Join us for the inaugural film in the Projections series, Word Up’s winter series of film screenings with local filmmakers and neighborhood collaborators!
Ecomundo Cleaning & Word Up Community Bookshop / Librería Comunitaria
present Shift Change (69 min), an award-winning documentary that tells the little-known stories of employee-owned businesses that compete successfully in today’s economy while providing secure, dignified jobs in democratic workplaces.
Members of Ecomundo Cleaning—a cooperative business based in Northern Manhattan and the Bronx—will present their own experiences forming a worker coop. Worker cooperative developers Jennifer Welles and Joe Rinehart will also be present.
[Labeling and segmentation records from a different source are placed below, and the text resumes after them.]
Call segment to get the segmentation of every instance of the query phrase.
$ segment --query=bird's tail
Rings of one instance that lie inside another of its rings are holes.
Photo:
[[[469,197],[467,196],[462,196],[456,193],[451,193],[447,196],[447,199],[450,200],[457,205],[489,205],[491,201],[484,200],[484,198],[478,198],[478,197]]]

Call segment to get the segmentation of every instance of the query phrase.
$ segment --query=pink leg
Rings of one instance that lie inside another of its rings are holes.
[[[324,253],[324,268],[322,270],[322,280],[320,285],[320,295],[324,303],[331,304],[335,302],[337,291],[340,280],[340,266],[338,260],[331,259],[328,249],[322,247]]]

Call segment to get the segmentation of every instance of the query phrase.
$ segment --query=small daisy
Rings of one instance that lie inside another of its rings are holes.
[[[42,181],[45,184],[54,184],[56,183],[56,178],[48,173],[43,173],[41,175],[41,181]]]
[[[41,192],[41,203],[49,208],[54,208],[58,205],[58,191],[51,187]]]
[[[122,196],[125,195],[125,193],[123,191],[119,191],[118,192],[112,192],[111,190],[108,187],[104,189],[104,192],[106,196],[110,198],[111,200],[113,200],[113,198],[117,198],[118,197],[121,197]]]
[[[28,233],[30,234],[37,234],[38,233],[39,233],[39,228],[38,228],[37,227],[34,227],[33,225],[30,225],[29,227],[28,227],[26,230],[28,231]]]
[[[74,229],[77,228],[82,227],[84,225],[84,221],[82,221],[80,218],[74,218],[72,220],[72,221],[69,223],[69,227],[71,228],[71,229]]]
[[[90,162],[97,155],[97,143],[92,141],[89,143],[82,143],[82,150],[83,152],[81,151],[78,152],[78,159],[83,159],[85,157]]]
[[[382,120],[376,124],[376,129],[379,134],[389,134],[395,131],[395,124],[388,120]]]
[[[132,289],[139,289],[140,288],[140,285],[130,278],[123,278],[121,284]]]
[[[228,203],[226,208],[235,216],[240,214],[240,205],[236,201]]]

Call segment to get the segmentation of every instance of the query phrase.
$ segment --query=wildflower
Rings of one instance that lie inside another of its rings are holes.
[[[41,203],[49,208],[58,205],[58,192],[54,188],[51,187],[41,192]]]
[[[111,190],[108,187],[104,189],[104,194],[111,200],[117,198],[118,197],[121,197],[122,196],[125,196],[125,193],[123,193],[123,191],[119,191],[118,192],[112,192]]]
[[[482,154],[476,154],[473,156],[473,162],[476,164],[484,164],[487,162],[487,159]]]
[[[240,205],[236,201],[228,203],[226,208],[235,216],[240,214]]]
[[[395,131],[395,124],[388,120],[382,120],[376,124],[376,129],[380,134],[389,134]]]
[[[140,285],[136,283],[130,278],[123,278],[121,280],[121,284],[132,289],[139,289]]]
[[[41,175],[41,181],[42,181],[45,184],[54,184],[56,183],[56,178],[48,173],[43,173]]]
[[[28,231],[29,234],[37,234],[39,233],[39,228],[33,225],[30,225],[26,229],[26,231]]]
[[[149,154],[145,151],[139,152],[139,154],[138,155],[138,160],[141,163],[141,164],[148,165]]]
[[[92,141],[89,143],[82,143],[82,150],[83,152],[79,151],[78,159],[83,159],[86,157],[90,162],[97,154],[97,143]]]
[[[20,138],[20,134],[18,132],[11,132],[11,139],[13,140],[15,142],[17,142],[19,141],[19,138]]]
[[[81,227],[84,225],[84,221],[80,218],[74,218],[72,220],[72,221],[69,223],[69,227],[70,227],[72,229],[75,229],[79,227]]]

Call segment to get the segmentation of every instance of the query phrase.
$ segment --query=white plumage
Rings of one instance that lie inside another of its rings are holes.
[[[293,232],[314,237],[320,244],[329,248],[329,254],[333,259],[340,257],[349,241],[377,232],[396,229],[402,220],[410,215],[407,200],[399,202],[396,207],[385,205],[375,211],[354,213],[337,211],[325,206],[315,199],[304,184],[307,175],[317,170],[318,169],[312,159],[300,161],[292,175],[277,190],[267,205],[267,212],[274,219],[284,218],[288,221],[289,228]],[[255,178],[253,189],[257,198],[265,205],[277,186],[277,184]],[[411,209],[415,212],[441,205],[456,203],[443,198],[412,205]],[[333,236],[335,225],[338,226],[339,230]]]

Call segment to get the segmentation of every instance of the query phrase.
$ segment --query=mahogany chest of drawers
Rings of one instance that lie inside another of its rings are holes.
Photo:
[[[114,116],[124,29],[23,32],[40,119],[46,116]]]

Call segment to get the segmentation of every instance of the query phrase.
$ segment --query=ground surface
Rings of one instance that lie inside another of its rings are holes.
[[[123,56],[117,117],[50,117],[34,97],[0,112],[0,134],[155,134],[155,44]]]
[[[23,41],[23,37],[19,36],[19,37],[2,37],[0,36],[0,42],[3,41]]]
DATE: Saturday, January 25, 2014
TIME: 6–9 PM
LOCATION: Word Up, 2113 Amsterdam Ave. @ 165th St.
ABOUT THE FILM:
Shift Change—a documentary film by veteran award-winning filmmakers Melissa Young and Mark Dworkin—tells the little known stories of employee owned businesses that compete successfully in today’s economy while providing secure, dignified jobs in democratic workplaces.
With the long decline in US manufacturing and today’s economic crisis, millions have been thrown out of work, and many are losing their homes. The usual economic solutions are not working, so some citizens and public officials are ready to think outside of the box, to reinvent our failing economy in order to restore long-term community stability and a more egalitarian way of life.
There is growing interest in firms that are owned and managed by their workers. Such firms tend to be more profitable and innovative, and more committed to the communities where they are based. Yet the public has little knowledge of their success, and the promise they offer for a better life.
Shift Change encourages support for employee ownership, and provides on-the-ground experience from a variety of enterprises and locations.
ABOUT THE SPEAKERS:
Ecomundo Cleaning is a group of mostly women (and 2 men), from Upper Manhattan and the Bronx, who have formed a cooperative business in order to ensure ourselves decent wages and healthy work conditions. Ecomundo offers green cleaning services for homes, offices, and businesses in the New York Metropolitan area.
Jennifer Welles is the cooperative coordinator and housing developer at Northern Manhattan Improvement Corporation, where she is developing both low income housing cooperatives and a worker cooperative. She has overseen the conversion of several multifamily buildings into limited equity cooperatives. In this role, she wears many hats, ranging from facilitating the acquisition, financing and rehabilitation of the buildings to training and organizing the tenants to become responsible owners. Recently she organized the first worker cooperative in Washington Heights, Ecomundo Cleaning, a green cleaning company, which was launched in April 2012.
Joe Rinehart got involved in the worker cooperative movement as a Peer Advisor in the Democracy at Work Network. Joe is a former worker-owner at Firestorm Café & Books and instructor at Appalachian State University. Prior to that, he completed a Master’s degree in Industrial Technology at Appalachian State University with a focus on bio-fuels production, on-farm technologies and renewable energy. He taught in the Technology department and co-created and taught a course on Cooperatives and their role in sustainable development. Joe currently serves on the board of the Eastern Conference for Workplace Democracy. When at home in Brooklyn, NY he is generally working on perfecting his Kimchi recipe, riding his bike to the edges of the city, contra-dancing or trying to find a time and place to build an aquaponics system.